Ao longo do nosso desenvolvimento, vamos privilegiando a linguagem verbal e nos esquecendo dessa outra, sem que, no entanto, ela deixe de atuar de forma contundente em nossas relações. A relação com a criança é uma boa oportunidade de recuperarmos e reintegrarmos essa linguagem em nós mesmos.
Ao falar da primazia da relação, lembro-me de Martin Buber em sua antropologia filosófica, quando diz “No começo é a relação.” A relação com o outro é primordial, dando-se de forma imediata e direta, pré-conceitual e sensitiva, possibilitando que o sujeito se constitua como um EU e passe então a estabelecer relacionamentos objetivantes e conceitualizantes com o mundo a sua volta. A totalidade e a reciprocidade precedem a separação e o conhecimento. O TU orienta a atualização do EU e este atua sobre o TU.
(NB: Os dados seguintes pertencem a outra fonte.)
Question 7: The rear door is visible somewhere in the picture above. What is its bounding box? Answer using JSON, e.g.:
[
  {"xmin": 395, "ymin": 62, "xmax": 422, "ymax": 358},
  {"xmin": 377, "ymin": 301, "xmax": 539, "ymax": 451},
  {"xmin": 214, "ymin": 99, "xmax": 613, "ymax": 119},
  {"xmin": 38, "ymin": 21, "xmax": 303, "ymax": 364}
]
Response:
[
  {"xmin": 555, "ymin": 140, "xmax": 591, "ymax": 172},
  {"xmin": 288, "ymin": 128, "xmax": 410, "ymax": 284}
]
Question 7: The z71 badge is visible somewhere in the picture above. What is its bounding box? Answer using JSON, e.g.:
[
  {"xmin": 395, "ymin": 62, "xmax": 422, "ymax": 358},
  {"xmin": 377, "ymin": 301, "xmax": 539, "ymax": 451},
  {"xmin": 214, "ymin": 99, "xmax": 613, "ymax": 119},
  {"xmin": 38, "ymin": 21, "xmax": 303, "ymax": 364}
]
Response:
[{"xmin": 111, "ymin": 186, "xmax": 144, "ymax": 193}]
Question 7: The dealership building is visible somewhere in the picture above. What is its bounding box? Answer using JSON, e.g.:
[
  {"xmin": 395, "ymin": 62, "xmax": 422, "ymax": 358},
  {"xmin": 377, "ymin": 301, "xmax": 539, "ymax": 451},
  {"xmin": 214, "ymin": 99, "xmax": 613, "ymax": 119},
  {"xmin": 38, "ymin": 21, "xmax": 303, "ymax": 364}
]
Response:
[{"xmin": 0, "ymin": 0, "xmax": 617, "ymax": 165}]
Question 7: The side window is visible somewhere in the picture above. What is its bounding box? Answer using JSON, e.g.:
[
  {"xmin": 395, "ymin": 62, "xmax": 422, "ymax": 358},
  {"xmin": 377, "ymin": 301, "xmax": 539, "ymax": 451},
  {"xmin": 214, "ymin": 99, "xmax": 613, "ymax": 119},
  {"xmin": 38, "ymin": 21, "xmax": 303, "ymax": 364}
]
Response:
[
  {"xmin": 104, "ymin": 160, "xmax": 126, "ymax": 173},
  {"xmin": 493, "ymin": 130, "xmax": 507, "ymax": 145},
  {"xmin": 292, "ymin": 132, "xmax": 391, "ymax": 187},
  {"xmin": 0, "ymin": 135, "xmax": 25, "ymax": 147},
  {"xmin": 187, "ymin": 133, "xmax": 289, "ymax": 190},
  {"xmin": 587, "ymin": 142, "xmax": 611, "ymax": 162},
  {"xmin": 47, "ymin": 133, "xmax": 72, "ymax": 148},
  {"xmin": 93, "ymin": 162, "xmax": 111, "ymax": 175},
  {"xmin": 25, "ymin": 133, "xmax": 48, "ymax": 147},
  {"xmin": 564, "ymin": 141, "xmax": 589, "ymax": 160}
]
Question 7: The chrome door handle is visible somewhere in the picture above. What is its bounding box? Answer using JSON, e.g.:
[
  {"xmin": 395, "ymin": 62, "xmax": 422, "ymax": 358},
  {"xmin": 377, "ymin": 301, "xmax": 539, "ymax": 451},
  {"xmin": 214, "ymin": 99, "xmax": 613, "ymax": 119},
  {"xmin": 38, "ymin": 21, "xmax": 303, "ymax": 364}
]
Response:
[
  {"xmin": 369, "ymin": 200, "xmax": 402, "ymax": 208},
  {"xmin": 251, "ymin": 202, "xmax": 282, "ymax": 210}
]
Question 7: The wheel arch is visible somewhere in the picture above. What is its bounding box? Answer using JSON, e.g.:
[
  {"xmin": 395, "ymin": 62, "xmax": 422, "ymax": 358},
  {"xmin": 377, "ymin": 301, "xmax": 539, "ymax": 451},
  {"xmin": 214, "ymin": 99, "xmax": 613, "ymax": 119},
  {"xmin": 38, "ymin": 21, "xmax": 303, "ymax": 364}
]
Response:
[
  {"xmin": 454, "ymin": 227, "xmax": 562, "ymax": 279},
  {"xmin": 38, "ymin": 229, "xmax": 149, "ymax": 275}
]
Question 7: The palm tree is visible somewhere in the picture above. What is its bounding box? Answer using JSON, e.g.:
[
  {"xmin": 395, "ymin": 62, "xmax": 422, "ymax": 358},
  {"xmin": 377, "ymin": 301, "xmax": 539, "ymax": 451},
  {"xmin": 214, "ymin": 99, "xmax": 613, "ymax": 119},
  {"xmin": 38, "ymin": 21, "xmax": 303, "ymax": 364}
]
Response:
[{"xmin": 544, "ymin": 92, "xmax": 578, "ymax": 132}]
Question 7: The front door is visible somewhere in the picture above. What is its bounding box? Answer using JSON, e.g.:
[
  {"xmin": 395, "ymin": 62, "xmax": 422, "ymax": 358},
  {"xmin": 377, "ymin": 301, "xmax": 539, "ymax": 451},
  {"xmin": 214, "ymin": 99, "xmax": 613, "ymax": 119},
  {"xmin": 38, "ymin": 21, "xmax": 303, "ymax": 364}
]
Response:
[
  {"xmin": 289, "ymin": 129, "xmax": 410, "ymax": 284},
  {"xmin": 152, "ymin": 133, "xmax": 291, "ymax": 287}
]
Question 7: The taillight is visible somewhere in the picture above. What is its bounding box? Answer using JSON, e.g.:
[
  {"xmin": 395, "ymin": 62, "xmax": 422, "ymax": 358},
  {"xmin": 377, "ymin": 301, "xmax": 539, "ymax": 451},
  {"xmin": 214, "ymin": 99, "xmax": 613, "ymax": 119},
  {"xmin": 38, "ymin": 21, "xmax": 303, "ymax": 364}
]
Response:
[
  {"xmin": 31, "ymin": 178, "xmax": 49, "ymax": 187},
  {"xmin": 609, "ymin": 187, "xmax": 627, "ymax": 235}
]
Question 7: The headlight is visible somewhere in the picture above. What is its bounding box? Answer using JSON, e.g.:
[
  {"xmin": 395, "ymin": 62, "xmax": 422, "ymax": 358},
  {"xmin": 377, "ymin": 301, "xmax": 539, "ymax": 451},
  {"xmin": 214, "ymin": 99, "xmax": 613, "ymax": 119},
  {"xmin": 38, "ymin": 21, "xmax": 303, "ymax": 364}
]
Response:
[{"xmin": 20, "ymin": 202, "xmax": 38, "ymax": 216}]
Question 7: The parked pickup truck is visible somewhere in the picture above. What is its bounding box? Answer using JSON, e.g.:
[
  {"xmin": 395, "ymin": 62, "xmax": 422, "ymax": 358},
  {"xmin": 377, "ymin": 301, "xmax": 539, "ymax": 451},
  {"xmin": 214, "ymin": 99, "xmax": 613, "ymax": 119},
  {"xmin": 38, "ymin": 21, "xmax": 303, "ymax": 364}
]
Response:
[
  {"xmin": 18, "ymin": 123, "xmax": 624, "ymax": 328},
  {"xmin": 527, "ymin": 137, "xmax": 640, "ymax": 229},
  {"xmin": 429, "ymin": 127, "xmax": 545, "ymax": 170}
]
Em outro campo de conhecimento sobre o ser humano, o psicanalista René Spitz conclui, a partir de seus estudos de observação direta e de experiências controladas com bebês no primeiro ano de vida, que os processos e interações afetivos precedem qualquer outra função que posteriormente desenvolver-se-á sobre a base criada por essas trocas afetivas. Também aqui chega-se à conclusão de que a relação afetiva é primordial e que ela é que permitirá na sequência do desenvolvimento do ser humano o início das relações com as coisas.
Corroborando tais colocações, Eugène Gendlin, em sua Teoria de Mudança da Personalidade, afirma que para haver mudanças maiores da personalidade é necessário que ocorra alguma espécie de processo afetivo intenso ou processo de sentimentos no contexto de um relacionamento interpessoal presente. E acrescenta que “a mudança da personalidade é a diferença feita por suas respostas em levar adiante o meu experienciar concreto.” Para ser eu mesmo, preciso de suas respostas, na medida em que minhas próprias respostas falham em levar meus sentimentos adiante. Em princípio, nestes aspectos, sou realmente eu mesmo somente quando estou com você.